Thomas Mann argued something similar in The Magic Mountain when he wrote, just under a decade before Hitler’s democratic rise to power, that “tolerance becomes a crime when applied to evil.”  So what kind of commitment do we have to our students and to our material under these intolerant and intolerable circumstances?  Is tolerance itself just a neo-liberal cop-out for those of us who don’t feel comfortable addressing politics in the classroom?  Why else are we teaching the humanities if not to identify the limits and threats to humanity itself?

Perhaps the most political statement any teacher can make, then, is that they don’t want to “get political”.  This pretense to a neutral stance only upholds the ideology of the hegemonic order, one that is now threatening the livelihood of many of our students and colleagues, some of whom may feel too uncomfortable in the current political climate to speak out for fear of their lives.   While one can argue that this explicitly anti-Trump approach may alienate Trump supporters, the implied logic there is the fallacy of false equivalence.  A Trump supporter risks less in having their privilege checked than someone else in the classroom who may be living in fear of deportation or walking down 5th Ave. wondering whether someone will threaten to set her hijab on fire.  
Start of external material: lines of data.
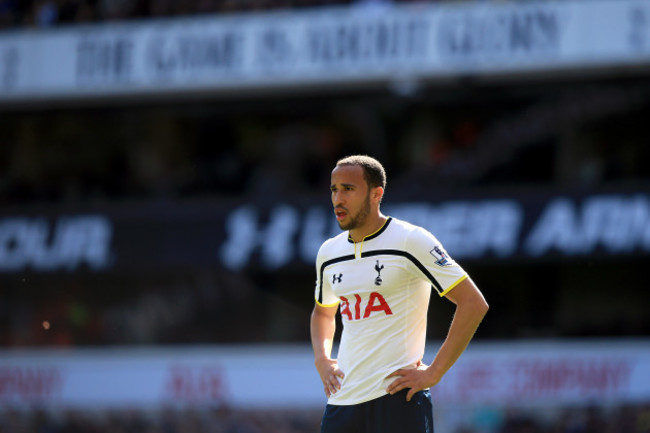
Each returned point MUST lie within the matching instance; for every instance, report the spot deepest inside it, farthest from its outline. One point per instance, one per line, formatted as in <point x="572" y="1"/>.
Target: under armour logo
<point x="378" y="268"/>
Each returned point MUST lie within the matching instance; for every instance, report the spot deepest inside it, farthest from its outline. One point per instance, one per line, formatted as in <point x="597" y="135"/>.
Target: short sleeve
<point x="323" y="292"/>
<point x="433" y="262"/>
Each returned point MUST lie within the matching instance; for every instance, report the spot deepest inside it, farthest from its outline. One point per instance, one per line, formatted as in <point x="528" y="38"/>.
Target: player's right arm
<point x="323" y="327"/>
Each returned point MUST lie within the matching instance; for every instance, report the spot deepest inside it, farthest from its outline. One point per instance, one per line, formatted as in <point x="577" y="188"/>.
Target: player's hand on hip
<point x="329" y="372"/>
<point x="416" y="379"/>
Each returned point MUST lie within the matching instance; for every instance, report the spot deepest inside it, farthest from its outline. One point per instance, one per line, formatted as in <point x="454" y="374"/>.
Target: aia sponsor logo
<point x="375" y="304"/>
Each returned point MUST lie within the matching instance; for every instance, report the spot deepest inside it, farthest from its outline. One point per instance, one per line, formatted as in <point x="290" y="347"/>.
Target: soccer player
<point x="379" y="276"/>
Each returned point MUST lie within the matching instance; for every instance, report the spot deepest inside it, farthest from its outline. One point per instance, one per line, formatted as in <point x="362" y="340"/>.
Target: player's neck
<point x="372" y="225"/>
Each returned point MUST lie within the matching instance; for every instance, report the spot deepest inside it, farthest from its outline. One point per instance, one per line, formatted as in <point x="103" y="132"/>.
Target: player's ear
<point x="378" y="194"/>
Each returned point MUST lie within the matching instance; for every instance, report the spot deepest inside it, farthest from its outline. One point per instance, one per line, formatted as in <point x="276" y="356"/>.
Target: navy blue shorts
<point x="387" y="414"/>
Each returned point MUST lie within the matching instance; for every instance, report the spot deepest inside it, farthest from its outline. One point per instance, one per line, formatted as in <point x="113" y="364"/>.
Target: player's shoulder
<point x="412" y="233"/>
<point x="406" y="228"/>
<point x="332" y="245"/>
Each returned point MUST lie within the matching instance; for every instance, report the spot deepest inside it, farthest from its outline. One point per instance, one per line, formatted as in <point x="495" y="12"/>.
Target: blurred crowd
<point x="46" y="13"/>
<point x="633" y="418"/>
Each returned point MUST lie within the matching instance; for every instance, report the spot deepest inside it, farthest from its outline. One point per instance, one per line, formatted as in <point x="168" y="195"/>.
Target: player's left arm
<point x="471" y="307"/>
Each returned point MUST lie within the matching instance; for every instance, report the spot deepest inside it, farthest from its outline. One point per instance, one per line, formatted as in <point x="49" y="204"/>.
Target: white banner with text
<point x="323" y="46"/>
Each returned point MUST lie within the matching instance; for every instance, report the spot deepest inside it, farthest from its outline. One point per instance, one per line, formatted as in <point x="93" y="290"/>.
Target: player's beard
<point x="359" y="219"/>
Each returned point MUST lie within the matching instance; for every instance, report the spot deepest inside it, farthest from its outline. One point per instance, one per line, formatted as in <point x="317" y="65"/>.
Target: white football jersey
<point x="383" y="286"/>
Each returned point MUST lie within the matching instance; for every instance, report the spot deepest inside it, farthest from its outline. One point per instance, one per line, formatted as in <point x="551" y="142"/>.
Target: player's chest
<point x="364" y="275"/>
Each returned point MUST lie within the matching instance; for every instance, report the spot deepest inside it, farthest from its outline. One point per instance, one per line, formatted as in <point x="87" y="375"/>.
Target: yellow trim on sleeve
<point x="452" y="286"/>
<point x="328" y="305"/>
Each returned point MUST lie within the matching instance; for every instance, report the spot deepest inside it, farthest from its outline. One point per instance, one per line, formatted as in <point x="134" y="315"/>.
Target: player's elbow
<point x="478" y="305"/>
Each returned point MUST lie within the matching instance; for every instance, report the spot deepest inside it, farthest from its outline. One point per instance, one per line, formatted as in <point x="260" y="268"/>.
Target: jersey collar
<point x="375" y="234"/>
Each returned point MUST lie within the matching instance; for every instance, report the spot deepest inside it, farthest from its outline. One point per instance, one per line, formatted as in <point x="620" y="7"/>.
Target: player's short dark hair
<point x="373" y="171"/>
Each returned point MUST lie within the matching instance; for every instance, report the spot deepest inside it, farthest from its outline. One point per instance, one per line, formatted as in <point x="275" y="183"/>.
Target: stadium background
<point x="162" y="219"/>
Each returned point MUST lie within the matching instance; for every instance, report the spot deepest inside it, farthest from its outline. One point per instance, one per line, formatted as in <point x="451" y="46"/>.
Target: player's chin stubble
<point x="359" y="218"/>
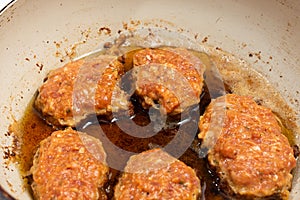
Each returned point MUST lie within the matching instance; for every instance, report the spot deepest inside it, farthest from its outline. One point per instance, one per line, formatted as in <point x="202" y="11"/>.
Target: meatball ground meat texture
<point x="154" y="174"/>
<point x="69" y="165"/>
<point x="251" y="155"/>
<point x="80" y="88"/>
<point x="171" y="76"/>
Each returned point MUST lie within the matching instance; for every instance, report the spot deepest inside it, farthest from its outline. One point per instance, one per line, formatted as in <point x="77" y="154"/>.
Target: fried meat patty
<point x="171" y="76"/>
<point x="69" y="165"/>
<point x="154" y="174"/>
<point x="80" y="88"/>
<point x="251" y="155"/>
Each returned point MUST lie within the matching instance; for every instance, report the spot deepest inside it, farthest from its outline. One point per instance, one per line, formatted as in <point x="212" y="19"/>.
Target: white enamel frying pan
<point x="36" y="36"/>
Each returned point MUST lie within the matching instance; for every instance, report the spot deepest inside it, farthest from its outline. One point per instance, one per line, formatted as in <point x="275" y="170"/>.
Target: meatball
<point x="172" y="77"/>
<point x="69" y="165"/>
<point x="154" y="174"/>
<point x="251" y="155"/>
<point x="80" y="88"/>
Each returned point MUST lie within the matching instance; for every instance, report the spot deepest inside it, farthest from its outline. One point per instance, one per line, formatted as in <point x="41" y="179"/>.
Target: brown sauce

Rage, like Achilles himself, has no allegiance to any political side over another.  Trump exploited the rage of much of the country, and in response he provoked the rage of everyone like myself who is mortified at what he represents.  Instead of downplaying my reaction, I’m recognizing the extent to which the classroom has always been a political space, and fulfilling what I see as my responsibility to educate the next generation of well-informed, critical citizens — the bedrock of any democracy.  As much as rage on both sides may erode our language, I want to hold on to the other part of that paradox and use  my rage as a pedagogical tool to defend the language of sophisticated thought in the literary works I teach.  This rage may fork no lightning, but there is an ethical commitment to humanity and the humanities in not shying away from it.    

Tom Ribitzky is a PhD candidate in Comparative Literature and a Contributing Writer for Visible Pedagogy.

 

2 Comments

  1. Dafna Ribitzky

    Words are still the most powerful tools of democracy . To be able to weave old text with new is a masterful talent. Students today more than ever should get a strong hold of this art.

  2. Tifrah Warner, Ph.D.

    Thank you for a beautiful example of how we can take whatever life brings up and use it to elevate ourselves and those around us.